The family owned company withstood the impact of Cyclone Gita and quickly got back on its feet afterwards.
“The coffee trees are rather resilient, and I can say despite leaning to one side has sustained the effects of the cyclone,” Mrs Mafile’o said.
Tupu’anga Coffee is an ethical trade coffee produced in Tonga, the owner’s social entrepreneurs Alipate and Emeline Mafile’o have been growing, harvesting and producing coffee in the Kingdom of Tonga since 2010.
“We were using a generator after the cyclone to keep our local customers well, although we had some roofing and wall damage to the factory we have already fixed these damages and now with the power on in our area we are working at full capacity although waiting on some of our staff to return to work,” she added.

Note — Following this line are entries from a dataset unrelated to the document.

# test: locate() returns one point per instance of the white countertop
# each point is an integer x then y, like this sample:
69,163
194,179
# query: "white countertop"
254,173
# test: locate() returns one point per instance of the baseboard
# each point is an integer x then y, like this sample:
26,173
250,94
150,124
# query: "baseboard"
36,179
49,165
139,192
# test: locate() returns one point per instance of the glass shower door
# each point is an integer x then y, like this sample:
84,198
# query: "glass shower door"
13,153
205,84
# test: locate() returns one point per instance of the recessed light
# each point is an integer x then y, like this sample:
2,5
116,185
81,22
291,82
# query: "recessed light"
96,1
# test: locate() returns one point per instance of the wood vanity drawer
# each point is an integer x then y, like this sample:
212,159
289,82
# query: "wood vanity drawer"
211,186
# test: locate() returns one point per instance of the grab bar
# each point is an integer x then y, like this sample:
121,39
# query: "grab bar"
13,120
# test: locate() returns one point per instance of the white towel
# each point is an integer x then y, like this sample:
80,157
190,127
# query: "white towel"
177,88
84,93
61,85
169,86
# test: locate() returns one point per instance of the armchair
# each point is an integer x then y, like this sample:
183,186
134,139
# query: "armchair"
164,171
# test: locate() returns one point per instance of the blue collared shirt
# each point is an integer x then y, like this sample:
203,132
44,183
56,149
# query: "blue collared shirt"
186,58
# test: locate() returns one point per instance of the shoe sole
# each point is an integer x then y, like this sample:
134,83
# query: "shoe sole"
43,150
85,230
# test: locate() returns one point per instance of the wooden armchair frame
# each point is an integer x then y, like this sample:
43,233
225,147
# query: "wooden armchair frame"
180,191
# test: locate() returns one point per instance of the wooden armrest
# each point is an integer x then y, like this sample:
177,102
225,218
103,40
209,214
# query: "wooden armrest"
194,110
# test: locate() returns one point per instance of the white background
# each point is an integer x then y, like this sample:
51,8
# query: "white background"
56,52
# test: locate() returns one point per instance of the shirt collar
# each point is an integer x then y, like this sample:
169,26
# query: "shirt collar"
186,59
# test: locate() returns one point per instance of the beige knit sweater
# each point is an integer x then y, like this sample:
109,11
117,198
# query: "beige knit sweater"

Tupuanga Coffee will be in the Pacific Trade Invest (PTI) New Zealand’sPasifika Business Market located beside the Samoa Village at Western Springs stadium.
They will sell their 100% Arabica Tupu’anga Coffee, agricultural gluten-free vegetable crop chips Manioke (cassava), Kumala chips and their popular Pacific fushion products from the community café the infamous Lu-Sipi (taro leaves and Lamb) Pie.
“Tupu’anga Coffee supports Pacific development in the diaspora through Affirming Works a social enterprise who has been servicing the Auckland area for 17 years since 2001,” said Mrs Mafile’o.
Affirming Works believes it takes a whole village to raise a child and their sustainable approach to community development includes the building of strong Pacific indigenous eco-system of enterprises.
Emeline and Alipate Mafile’o are now based in the Kingdom of Tonga focusing on the product development of goods sold in the Community café’s the new products include Manioke, Kumala and Taro chips. And some of their very own niche Tongan organic vanilla products.
Affirming Works has three community café’s in the Auckland area based a coffee kiosk at the Otahuhu interchange train and bus station called Fale Kofi translated in Tongan to mean “coffee house” and Community café’s in the Mangere Arts Centre and Mt Roskill Youth Zone.
All these social enterprises work with Pacific youth to develop our community through programmes but also promote and sell Pacific products that include the Tongan-made Tupu’anga Coffee.
A new aid agency has been set up to help with the rebuild in Tonga after Cyclone Gita damaged homes and left thousands without power on February 13th.
Affirming Works (AW), who has been providing mentoring services to Pacific communities in New Zealand and Tonga for more than 15 years is leading the charge to unite, collaborate and rebuild Tonga through a new initiative called #TAGTONGA.
PTI NZ will also be fundraising for the Tonga’s Relief Effort in the Pasifika Business Market.